4) The financial impact of the pandemic is harming wellbeing and mental health
Our research and that of others has previously highlighted the negative impact of debt on mental health, a trend which has continued and perhaps worsened throughout the pandemic.
“We tend to try and make ends meet, the mood is low in the house and some stress has kicked in. Been to doctors for medication for depression, both my wife and myself, so not the best of situations.”

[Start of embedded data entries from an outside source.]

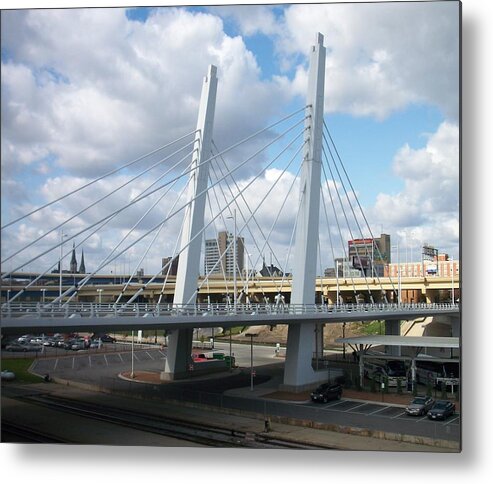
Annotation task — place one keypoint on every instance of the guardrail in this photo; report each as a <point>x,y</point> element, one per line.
<point>145,310</point>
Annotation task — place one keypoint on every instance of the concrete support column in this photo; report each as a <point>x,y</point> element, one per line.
<point>393,327</point>
<point>456,326</point>
<point>318,344</point>
<point>298,371</point>
<point>179,355</point>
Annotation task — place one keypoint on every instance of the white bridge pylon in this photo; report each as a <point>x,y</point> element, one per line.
<point>301,337</point>
<point>180,341</point>
<point>298,370</point>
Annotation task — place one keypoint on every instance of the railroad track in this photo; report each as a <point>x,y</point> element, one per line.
<point>200,433</point>
<point>15,433</point>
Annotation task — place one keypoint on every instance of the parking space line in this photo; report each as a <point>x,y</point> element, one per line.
<point>453,420</point>
<point>379,410</point>
<point>399,415</point>
<point>354,408</point>
<point>333,404</point>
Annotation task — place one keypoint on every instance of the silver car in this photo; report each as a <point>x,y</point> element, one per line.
<point>420,406</point>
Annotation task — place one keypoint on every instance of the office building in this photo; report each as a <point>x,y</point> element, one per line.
<point>219,257</point>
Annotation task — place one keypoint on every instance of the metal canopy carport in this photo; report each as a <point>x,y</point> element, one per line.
<point>418,342</point>
<point>392,340</point>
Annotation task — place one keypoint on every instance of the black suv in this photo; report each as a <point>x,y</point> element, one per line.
<point>326,392</point>
<point>105,338</point>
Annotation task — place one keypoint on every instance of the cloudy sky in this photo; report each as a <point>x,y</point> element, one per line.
<point>85,91</point>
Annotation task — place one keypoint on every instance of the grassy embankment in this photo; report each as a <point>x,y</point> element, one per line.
<point>20,367</point>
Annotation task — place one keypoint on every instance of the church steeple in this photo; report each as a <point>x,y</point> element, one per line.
<point>73,261</point>
<point>82,267</point>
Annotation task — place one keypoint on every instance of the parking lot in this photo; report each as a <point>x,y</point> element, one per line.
<point>378,410</point>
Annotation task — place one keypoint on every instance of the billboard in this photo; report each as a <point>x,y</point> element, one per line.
<point>361,262</point>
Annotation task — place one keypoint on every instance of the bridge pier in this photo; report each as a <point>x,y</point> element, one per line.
<point>298,372</point>
<point>179,356</point>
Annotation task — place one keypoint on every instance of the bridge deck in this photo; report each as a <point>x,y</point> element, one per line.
<point>106,318</point>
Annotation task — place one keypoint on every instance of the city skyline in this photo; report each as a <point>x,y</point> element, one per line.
<point>397,132</point>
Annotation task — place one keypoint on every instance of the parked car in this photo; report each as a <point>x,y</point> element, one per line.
<point>78,344</point>
<point>8,375</point>
<point>326,392</point>
<point>420,405</point>
<point>67,344</point>
<point>441,410</point>
<point>105,338</point>
<point>24,347</point>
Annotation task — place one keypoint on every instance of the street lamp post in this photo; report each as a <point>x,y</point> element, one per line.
<point>132,372</point>
<point>235,299</point>
<point>234,262</point>
<point>62,235</point>
<point>251,362</point>
<point>453,295</point>
<point>398,275</point>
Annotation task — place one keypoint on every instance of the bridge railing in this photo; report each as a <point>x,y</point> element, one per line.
<point>148,310</point>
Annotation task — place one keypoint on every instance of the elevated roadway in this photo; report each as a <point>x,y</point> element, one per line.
<point>24,317</point>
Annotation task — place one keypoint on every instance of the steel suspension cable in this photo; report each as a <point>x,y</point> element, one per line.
<point>249,210</point>
<point>350,232</point>
<point>98,179</point>
<point>103,222</point>
<point>194,168</point>
<point>3,276</point>
<point>360,208</point>
<point>330,240</point>
<point>95,203</point>
<point>338,224</point>
<point>205,190</point>
<point>88,277</point>
<point>269,191</point>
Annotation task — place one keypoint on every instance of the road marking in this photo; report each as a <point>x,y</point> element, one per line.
<point>333,404</point>
<point>379,410</point>
<point>399,415</point>
<point>451,421</point>
<point>354,408</point>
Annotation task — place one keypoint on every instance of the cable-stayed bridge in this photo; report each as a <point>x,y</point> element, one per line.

Our survey data found that two thirds (66%) of new clients reported struggling with anxiety and 62% reported experiencing depression. Clients told us about a range of issues which were affecting them during these difficult months, including the difficulty of their overall financial situation, finding new work and trying to manage on very low budgets:
“[Covid-19] caused me to feel isolated and depressed and constantly worrying about money while applying for numerous jobs and getting turned down all the time. It’s demoralising.”
5) Clients relied on Universal Credit, family and friends, food banks and credit to cope
Universal Credit has been an important source of support during the pandemic. The proportion of telephony clients in receipt of Universal Credit rose from 34% to 44% between April and October this year. Despite the £20 uplift, clients told us that the payments they received simply were not enough:
“Trying to pay for anything is a nightmare, never been unemployed it’s a shock how little you have to live on.”
Many clients also turned to borrowing to meet essential day to day costs, most often through credit cards and overdrafts.
Friends and family were also an important source of support for many during this difficult time. However, some told us that they were being asked to pay back money that they had previously borrowed as their friends and family were now facing financial difficulty:
“As many of my family and friends lost their jobs and they were financially weak… they have started asking for money they gave me earlier.”
Savings, foodbanks or receiving financial support from their local authorities, were also commonly used means of coping with the economic impacts of the pandemic
No instant bounceback in sight
The data in this report shows the difficult choices and situations that our clients have experienced due to the pandemic. Some clients have found themselves in problem debt for the first time, and for others, the pandemic has made their existing financial difficulty far worse.
However, the data and stories shared by our clients show just a small part of the picture. Our clients are those who have already been negatively impacted, and for many of these clients the impacts are likely to be long term.
Our recent polling estimates that more than 15 million adults have faced an income shock due to the pandemic. Unless there are changes in the wider economic landscape, many more people are likely to experience financial difficulty. That’s why it’s vital that the right support mechanisms are in place.